Pourquoi le monde ne peut-il pas être qu'une longue balade à vélo à l'aube. Dans le bus je m'accroche à la barre métallique pour ne pas tomber. Je viens de fleurir la tombe d'Antigone, encore vide de visions. Deux semaines peut-être sans fantôme, sans cauchemar et sans cri. Ça me soulage. Je hais de moins en moins mon Antigone. Elle m'a enfin laissée tranquille, enfin elle me laisse faire mon deuil après m'avoir abandonnée, sans chercher à me torturer plus que son suicide ne le fait.

Je ne me sens plus très vivante depuis sa mort, mais depuis les ruines je vais mieux. Je travaille. Je retourne en cours. De moins en moins de souvenirs d'elle me traversent. Des bribes des mois passés avec elle me reviennent encore, mais moins précisément. Je l'oublie. Elle s'efface. La vie reprend son cours et je suis. Une place se libère dans le bus, que je n'ose pas prendre. Un adolescent s'y assoit en écartant les jambes. Une torpeur écrasante me terrasse pourtant. Ça passera. Je me dis que ça passera comme j'ai murmuré à Antigone que ça irait. Le jeune homme lève les yeux vers moi, et nos regards se croisent. Je me détourne. Le bus n'est pas envahi par les pieuvres.

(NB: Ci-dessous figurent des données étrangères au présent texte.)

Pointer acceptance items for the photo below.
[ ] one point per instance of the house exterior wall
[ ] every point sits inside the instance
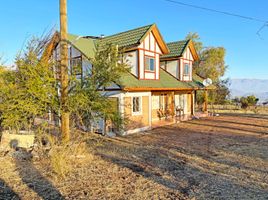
(136, 121)
(149, 48)
(132, 60)
(183, 100)
(187, 58)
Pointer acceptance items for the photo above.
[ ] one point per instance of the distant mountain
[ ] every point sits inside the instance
(245, 87)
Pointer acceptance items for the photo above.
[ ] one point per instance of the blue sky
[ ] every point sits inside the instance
(246, 52)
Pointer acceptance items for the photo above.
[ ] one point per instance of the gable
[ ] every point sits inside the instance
(178, 49)
(150, 43)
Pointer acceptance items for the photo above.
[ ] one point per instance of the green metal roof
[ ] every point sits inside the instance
(176, 48)
(85, 45)
(128, 38)
(166, 81)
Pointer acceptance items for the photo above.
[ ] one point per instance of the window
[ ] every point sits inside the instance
(136, 105)
(186, 70)
(76, 66)
(149, 64)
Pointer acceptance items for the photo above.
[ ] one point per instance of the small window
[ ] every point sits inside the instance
(186, 70)
(149, 64)
(76, 66)
(136, 105)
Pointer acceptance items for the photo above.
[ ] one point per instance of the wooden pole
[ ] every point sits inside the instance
(205, 101)
(65, 130)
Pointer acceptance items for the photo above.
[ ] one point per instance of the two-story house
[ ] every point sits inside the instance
(160, 86)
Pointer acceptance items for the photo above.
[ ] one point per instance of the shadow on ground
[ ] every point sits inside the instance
(181, 158)
(33, 178)
(6, 192)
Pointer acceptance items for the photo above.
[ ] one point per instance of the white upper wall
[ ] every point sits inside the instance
(186, 59)
(73, 53)
(149, 48)
(132, 61)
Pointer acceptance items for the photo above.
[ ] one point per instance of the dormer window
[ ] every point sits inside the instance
(149, 64)
(76, 66)
(186, 69)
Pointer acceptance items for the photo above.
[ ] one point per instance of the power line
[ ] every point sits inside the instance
(217, 11)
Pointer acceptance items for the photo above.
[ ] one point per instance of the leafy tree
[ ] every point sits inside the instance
(211, 65)
(88, 101)
(221, 93)
(197, 41)
(29, 91)
(212, 59)
(248, 101)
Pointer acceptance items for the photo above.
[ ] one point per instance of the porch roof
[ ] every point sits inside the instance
(166, 82)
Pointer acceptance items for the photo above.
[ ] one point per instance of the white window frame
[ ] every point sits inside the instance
(189, 68)
(150, 58)
(140, 103)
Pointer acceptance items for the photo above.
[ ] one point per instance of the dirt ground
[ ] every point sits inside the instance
(223, 157)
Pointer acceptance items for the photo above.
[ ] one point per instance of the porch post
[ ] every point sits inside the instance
(192, 103)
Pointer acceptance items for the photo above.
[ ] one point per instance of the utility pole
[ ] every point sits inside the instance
(65, 116)
(205, 108)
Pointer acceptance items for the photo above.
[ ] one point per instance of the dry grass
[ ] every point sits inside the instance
(216, 158)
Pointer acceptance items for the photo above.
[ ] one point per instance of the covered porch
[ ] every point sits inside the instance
(169, 107)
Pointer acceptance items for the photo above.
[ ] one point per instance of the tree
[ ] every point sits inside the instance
(212, 59)
(248, 101)
(29, 91)
(221, 93)
(196, 40)
(65, 119)
(88, 101)
(210, 65)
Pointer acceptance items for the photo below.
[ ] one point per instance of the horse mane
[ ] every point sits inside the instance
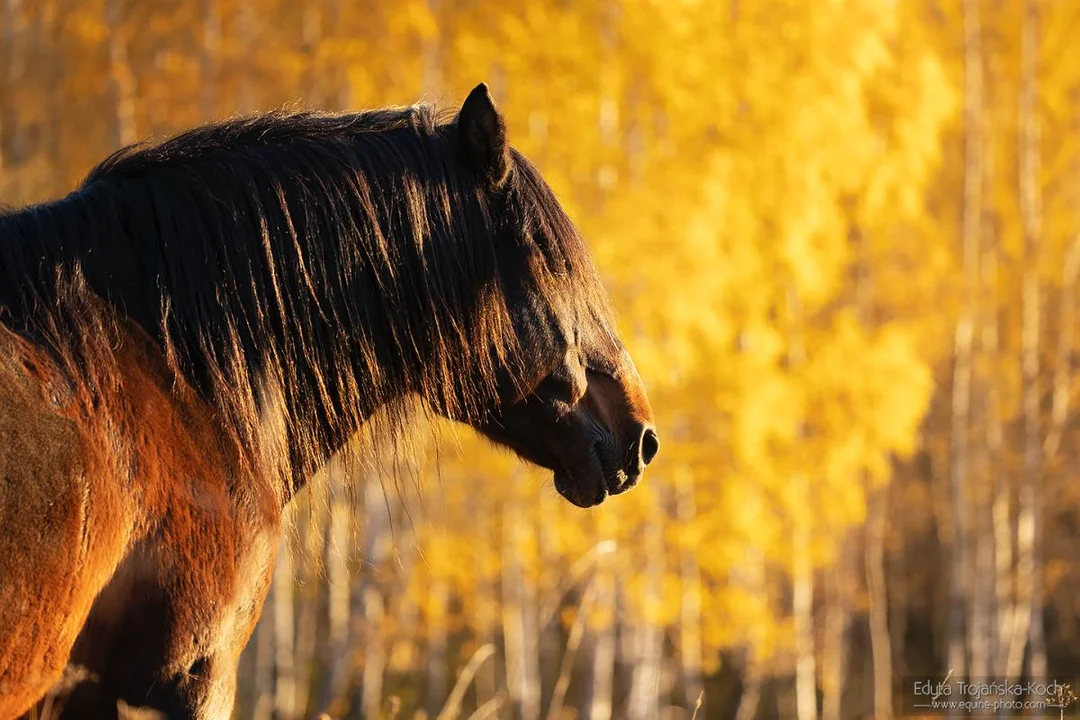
(300, 270)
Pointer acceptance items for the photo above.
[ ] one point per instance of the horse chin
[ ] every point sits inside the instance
(582, 493)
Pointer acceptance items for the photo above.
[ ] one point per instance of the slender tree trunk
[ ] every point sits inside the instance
(959, 494)
(1001, 561)
(806, 673)
(601, 702)
(436, 642)
(645, 682)
(806, 670)
(834, 648)
(336, 654)
(689, 632)
(310, 601)
(11, 34)
(284, 694)
(487, 592)
(262, 685)
(208, 51)
(1029, 524)
(368, 608)
(753, 671)
(518, 619)
(877, 600)
(121, 77)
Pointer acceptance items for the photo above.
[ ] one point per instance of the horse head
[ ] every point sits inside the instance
(570, 398)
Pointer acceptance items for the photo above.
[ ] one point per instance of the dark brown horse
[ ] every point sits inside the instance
(187, 337)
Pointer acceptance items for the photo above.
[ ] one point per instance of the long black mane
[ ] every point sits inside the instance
(315, 265)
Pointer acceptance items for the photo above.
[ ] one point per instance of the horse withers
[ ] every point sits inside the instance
(186, 338)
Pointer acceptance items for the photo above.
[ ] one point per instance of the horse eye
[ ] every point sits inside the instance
(559, 388)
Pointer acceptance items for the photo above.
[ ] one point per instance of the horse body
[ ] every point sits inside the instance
(149, 547)
(189, 336)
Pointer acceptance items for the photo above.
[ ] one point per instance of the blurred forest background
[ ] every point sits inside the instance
(844, 240)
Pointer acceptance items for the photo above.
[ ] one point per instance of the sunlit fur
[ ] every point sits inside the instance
(196, 329)
(307, 269)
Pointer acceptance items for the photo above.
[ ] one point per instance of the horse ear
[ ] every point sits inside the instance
(483, 135)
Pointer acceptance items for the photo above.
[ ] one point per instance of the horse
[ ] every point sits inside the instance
(193, 331)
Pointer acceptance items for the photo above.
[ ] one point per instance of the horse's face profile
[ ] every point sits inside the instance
(577, 405)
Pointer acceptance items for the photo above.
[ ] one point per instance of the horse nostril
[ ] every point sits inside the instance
(649, 446)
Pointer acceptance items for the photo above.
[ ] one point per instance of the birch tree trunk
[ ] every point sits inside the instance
(12, 29)
(121, 77)
(959, 494)
(336, 656)
(210, 46)
(1029, 499)
(689, 632)
(806, 671)
(877, 600)
(645, 681)
(834, 649)
(518, 619)
(282, 608)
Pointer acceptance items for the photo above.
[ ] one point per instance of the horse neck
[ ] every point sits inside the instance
(291, 380)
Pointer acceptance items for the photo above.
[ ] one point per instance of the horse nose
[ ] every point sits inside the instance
(649, 445)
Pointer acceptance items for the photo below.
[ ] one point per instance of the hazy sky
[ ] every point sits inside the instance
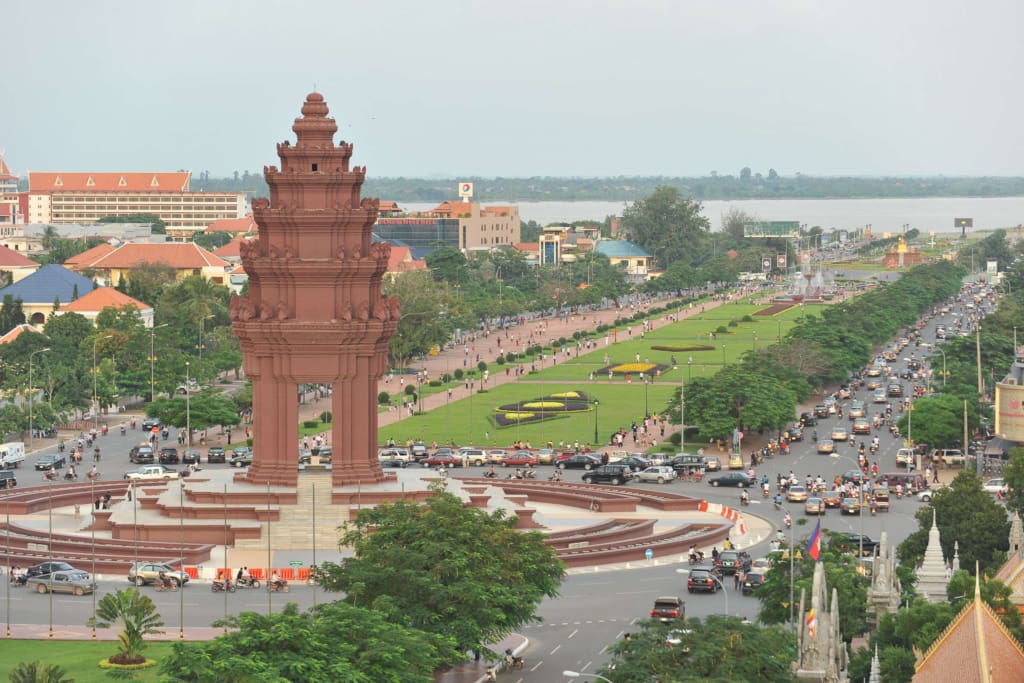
(521, 87)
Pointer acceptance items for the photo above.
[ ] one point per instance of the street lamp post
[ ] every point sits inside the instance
(95, 373)
(32, 432)
(153, 360)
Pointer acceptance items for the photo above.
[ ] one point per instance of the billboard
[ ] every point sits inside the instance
(772, 228)
(1010, 412)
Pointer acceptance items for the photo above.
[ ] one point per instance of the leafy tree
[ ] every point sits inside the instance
(337, 642)
(38, 672)
(205, 410)
(211, 241)
(718, 648)
(445, 568)
(841, 573)
(135, 614)
(668, 225)
(147, 282)
(738, 397)
(11, 313)
(966, 514)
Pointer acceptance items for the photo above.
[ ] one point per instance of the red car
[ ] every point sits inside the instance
(519, 459)
(441, 461)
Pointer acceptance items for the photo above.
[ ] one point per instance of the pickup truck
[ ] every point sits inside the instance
(152, 472)
(669, 608)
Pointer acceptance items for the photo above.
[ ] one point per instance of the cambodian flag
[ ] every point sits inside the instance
(814, 543)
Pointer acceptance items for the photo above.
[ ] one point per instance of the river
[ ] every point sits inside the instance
(927, 215)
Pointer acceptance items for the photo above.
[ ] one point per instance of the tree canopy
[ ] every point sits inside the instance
(445, 568)
(335, 642)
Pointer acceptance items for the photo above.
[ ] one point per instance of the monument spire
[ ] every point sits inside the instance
(314, 313)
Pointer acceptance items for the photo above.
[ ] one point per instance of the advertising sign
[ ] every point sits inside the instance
(772, 228)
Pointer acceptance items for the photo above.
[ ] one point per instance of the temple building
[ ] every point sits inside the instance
(821, 652)
(975, 647)
(934, 573)
(884, 595)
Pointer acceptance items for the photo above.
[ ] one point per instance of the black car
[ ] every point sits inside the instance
(141, 454)
(731, 561)
(580, 461)
(702, 580)
(740, 479)
(48, 567)
(752, 582)
(634, 463)
(54, 460)
(614, 474)
(851, 542)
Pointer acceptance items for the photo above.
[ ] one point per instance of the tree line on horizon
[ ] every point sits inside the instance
(747, 184)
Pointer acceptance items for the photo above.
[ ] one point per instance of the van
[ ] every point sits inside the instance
(11, 455)
(910, 481)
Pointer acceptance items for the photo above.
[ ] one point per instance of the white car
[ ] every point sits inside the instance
(151, 473)
(657, 473)
(994, 486)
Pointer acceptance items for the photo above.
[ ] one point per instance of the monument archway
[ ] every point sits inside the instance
(314, 311)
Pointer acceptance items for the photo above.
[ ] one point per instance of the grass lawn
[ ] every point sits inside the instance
(78, 657)
(470, 421)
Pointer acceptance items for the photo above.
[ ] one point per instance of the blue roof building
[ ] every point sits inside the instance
(635, 259)
(41, 289)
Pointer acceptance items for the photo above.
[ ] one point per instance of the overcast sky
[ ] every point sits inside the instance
(521, 87)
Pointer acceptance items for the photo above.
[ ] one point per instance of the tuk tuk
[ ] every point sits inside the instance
(880, 499)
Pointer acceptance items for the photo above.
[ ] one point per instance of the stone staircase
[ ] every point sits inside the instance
(296, 530)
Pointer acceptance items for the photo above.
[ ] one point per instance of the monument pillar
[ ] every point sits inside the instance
(314, 312)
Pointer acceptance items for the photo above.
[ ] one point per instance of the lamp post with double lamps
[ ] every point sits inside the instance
(95, 373)
(32, 391)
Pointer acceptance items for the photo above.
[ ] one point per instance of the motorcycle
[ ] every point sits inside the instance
(221, 586)
(248, 582)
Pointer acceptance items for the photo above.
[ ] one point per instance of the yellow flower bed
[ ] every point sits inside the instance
(634, 368)
(566, 394)
(518, 416)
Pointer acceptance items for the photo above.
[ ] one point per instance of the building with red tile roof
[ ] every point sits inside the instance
(16, 264)
(185, 258)
(976, 647)
(90, 305)
(463, 225)
(83, 198)
(16, 332)
(233, 225)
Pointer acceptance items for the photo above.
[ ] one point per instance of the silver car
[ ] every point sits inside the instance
(656, 473)
(75, 582)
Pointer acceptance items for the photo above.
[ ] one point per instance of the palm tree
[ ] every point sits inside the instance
(37, 672)
(137, 616)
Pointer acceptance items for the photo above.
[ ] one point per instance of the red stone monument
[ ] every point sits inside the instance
(314, 312)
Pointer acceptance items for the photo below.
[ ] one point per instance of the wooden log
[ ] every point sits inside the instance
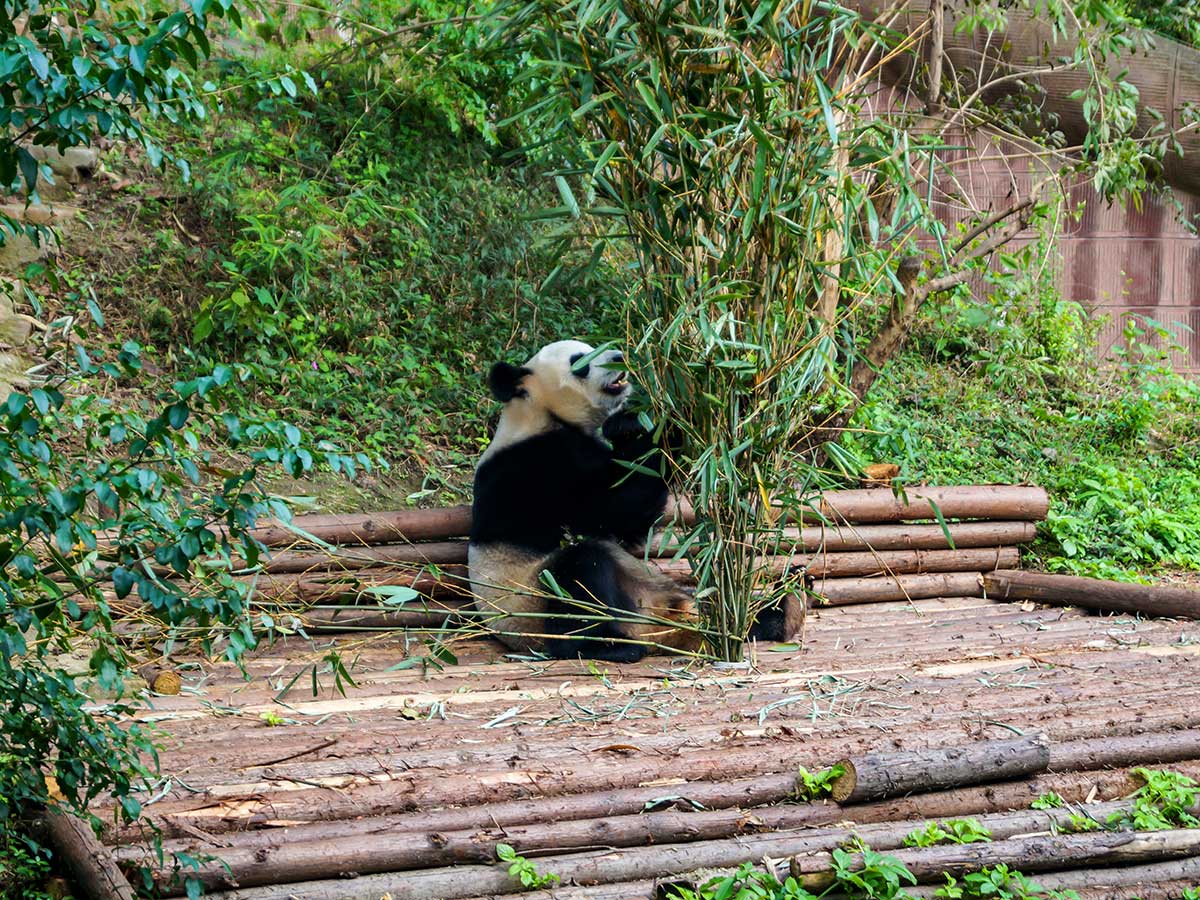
(622, 802)
(1093, 594)
(845, 592)
(810, 867)
(744, 793)
(89, 863)
(395, 527)
(289, 861)
(161, 679)
(439, 616)
(993, 502)
(1003, 502)
(1027, 855)
(343, 558)
(846, 564)
(876, 777)
(910, 537)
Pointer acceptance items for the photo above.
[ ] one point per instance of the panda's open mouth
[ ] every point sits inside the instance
(617, 385)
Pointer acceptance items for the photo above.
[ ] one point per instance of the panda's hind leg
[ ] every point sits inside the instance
(588, 574)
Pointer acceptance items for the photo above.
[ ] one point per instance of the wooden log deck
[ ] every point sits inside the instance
(617, 777)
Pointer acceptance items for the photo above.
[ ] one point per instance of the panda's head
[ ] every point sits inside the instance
(565, 381)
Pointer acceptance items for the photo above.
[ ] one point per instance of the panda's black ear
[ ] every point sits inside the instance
(505, 379)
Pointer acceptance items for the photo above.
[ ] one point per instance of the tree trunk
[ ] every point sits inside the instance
(839, 565)
(810, 539)
(89, 863)
(387, 852)
(845, 592)
(876, 777)
(1164, 77)
(1027, 855)
(612, 865)
(881, 504)
(1093, 594)
(629, 803)
(357, 557)
(351, 587)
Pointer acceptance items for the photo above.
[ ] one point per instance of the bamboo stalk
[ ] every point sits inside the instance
(845, 564)
(876, 777)
(1027, 855)
(810, 539)
(843, 592)
(1003, 502)
(989, 502)
(809, 865)
(291, 861)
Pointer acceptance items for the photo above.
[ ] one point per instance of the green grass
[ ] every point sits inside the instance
(364, 255)
(1117, 455)
(367, 255)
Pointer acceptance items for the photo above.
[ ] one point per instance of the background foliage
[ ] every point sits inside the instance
(364, 228)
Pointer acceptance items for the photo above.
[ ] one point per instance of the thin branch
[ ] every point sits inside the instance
(936, 52)
(993, 220)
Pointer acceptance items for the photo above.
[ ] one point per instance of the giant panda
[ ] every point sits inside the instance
(555, 510)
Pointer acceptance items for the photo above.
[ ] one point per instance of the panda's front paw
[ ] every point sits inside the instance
(624, 427)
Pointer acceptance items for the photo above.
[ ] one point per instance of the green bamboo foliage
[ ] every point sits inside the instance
(727, 138)
(772, 199)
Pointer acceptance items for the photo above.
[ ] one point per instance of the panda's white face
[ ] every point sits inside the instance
(575, 387)
(561, 383)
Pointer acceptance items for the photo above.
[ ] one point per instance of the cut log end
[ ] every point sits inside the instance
(844, 786)
(161, 679)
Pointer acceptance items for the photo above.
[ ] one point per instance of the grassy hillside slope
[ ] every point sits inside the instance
(365, 252)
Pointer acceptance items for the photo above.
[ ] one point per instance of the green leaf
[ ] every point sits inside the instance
(29, 168)
(564, 191)
(138, 55)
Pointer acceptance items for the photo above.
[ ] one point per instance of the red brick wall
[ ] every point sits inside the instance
(1120, 259)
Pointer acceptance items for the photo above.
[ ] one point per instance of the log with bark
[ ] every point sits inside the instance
(161, 679)
(876, 777)
(882, 504)
(1026, 855)
(844, 592)
(90, 864)
(1093, 594)
(1003, 502)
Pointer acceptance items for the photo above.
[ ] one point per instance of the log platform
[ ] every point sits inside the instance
(617, 777)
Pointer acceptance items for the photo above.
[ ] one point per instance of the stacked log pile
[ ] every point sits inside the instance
(450, 855)
(936, 709)
(857, 546)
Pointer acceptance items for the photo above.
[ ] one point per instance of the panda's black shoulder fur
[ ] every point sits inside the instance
(567, 481)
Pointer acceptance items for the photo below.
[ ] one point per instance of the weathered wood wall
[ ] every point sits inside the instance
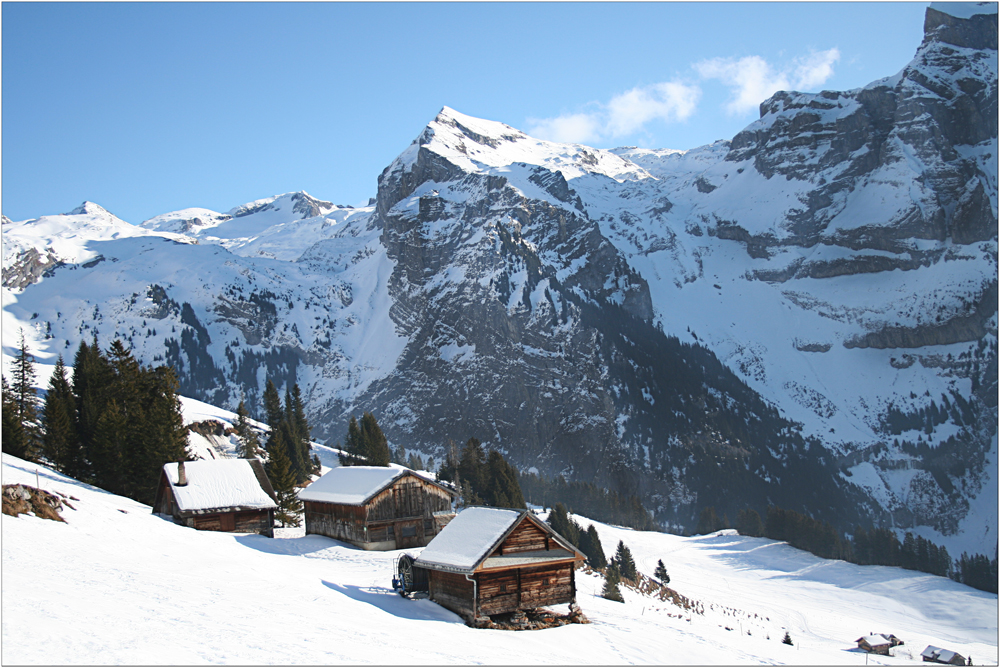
(526, 537)
(246, 521)
(452, 591)
(525, 588)
(400, 516)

Je descends du véhicule, qui repart chaotiquement. Le trajet jusqu'à chez moi n'est pas long. Le crépuscule tombe plus beau que l'aurore sur la ville. Je me rappelle la promenade en vélo, et les ombres et le vent, et la lumière et les herbes. Je repousse mes hallucinations océaniques. Antigone morte Antigone morte. Je fleuris encore sa tombe, dorénavant je pose les roses et je pars rapidement. Je la hais moins maintenant que je peux prendre de la distance. Je lui en veux moins. Elle avait peut-être ses raisons. Elle n'était peut-être pas la bonne. Je ris seule au milieu du béton. Un sanglot gonfle entre mes cordes vocales pour me rappeler que j'étais pourtant persuadée, et qu'une partie de moi l'est encore, du fait que nous étions âmes sœurs. Antigone morte Antigone morte. Je viens déposer deux roses, une blanche une rose, pour elle. Il y a deux fleurs et on pourrait penser que l'une est pour son frère, mais les deux sont pour elle. Une pour sa haine une pour la mienne, une pour son suicide une pour mon assassinat, une pour son amour discret une pour le mien terrible.

Dans les premiers temps, quand je pensais à elle et que je venais de quitter les ruines, j'avais peur d'ouvrir les yeux et de découvrir la vision infernale de son corps en décomposition. Aujourd'hui elle est partie. Je ne la reverrai pas. Ça me rassure et ça me tue : elle n'était pas tout à fait morte et dans les moments où je l'aime, la penser en vie me soulageait. Je ne peux plus, à présent. Ni roses ni anémones ne poussent sur la ville.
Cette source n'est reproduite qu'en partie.